= Elizabeth Lada =

American astronomer

Elizabeth Lada is an American astronomer whose self-described research interests include "understanding the origin, properties, evolution and fate of young embedded clusters within molecular clouds".

== Life ==
Lada received her Bachelor of Science in Physics degree from Yale University in 1983 and her Ph.D. in astronomy from the University of Texas in 1990. Lada is currently Professor of Astronomy at the University of Florida.

==Recognition==
The American Astronomical Society (AAS) honored her work by awarding her the Annie J. Cannon Prize in 1992. She also was named as a Hubble Fellow during her work at the University of Maryland. She was awarded a NSF CAREER award in 1999. In 1998 she received a Presidential Early Career Award for Scientists and Engineers (PECASE).

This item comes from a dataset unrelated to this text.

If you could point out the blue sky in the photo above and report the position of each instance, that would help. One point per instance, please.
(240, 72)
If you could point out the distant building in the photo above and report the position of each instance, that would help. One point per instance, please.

She was named a Fellow of the AAS in 2023, "for pioneering the use of infrared array detectors to push ground-based infrared imaging limits and survey giant molecular clouds for obscured populations of young stars; for transformative work on a broad range of problems in star formation including constraining the initial mass function within giant molecular clouds and performing the first robust measurements of the frequency and lifetimes of circumstellar disks in young clusters; and for extensive service to the astronomical community as a member of many boards and committees".